Liège À l’heure de la reprise ce vendredi, voici toutes les facettes du coach, Marc Segatto, vues par trois de ses cadres.


 Après avoir échoué aux penaltys lors de la finale du tour final il y a deuxans, Verlaine a réussi à mener son équipe vers la D2 amateurs. Au moment où le groupe s’apprête à reprendre les entraînements ce vendredi, troisanciens du groupe ont accepté de décrypter Marc Segatto, le coach verlainois à succès.

Sa philosophie

"À l’exception de 45minutes de physique le mardi, toutes ses séances sont basées sur des exercices avec ballon ", pointe Quentin Wera. "Jouer est sa philosophie."

Préparation rigoureuse

"Très pointilleux, il étudie beaucoup l’adversaire… dont il connaît tout de A à Z", assure Quentin Wera. "Cette exigence, il se l’impose aussi à lui-même. Parfois, il est casse-c… mais on sait tous qu’il agit pour notre bien."

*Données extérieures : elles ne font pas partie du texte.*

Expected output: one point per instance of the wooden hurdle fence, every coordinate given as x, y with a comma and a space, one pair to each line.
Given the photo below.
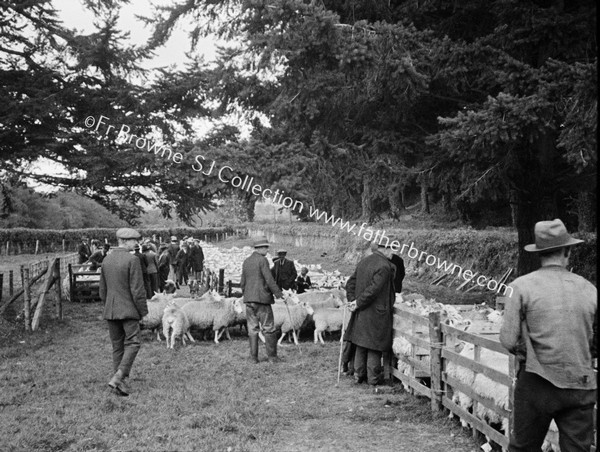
425, 370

"Il se renseigne sur tout", ajoute Oumar Barry. "Il affiche toujours plusieurs feuilles dans le vestiaire : certaines indiquent par où attaquer, d’autres comment défendre ou encore les points faibles de l’adversaire. Tout est calculé !"

Perfectionnisme

"Quand il a une idée en tête, il va tout mettre en œuvre afin qu’elle aboutisse", note Oumar Barry. "Ce perfectionnisme a fait progresser le club, depuis la P2, et les joueurs. Au point d’arriver en D2 amateurs, un niveau historique pour Verlaine."

"Il fait le maximum afin de tirer le potentiel du groupe, sans jamais se relâcher", reprend Henry. "Cela impose une remise en question perpétuelle de chacun."

Bosseur et passionné

"Il adore le travail", souligne Oumar Barry. "Marc est un bosseur. S’il le pouvait, il délivrerait des séances au quotidien !"

"Marc Segatto est mon entraîneur depuis septans", se souvient Christophe Henry. "C’est un acharné de travail qui a le souci du détail."

Réseau

"Chaque fin de saison, les joueurs qui nous quittent sont remplacés par des éléments prometteurs. Il arrive toujours à amener de beaux joueurs, pas toujours les plus connus pourtant", pointe Oumar Barry. "Et tous ces jeunes arrivant au club progressent, même si Marc peut parfois être usant… Mais les résultats parlent pour lui."

Tempérament de feu

"Lorsque l’on était en P2, il s’agitait comme un fou sur le banc et le groupe ressentait cet énervement sur le terrain", narre Quentin Wera. "Aujourd’hui, il est plus posé et le groupe… aussi."

"Il reste quelqu’un d’entier" , enchaîne Christophe Henry. "Il vivait les matchs tellement à fond que certaines paroles lui échappaient parfois."

Protecteur, tel Mourinho

C’est Christophe Henry qui ose la comparaison. "Marc est le premier à dialoguer avec ses joueurs. Même s’il met de la distance avec le groupe, un joueur peut toujours aller lui parler en cas de problème. Puis il y a son côté protecteur, comme Mourinho : personne ne peut critiquer un joueur de Verlaine en externe."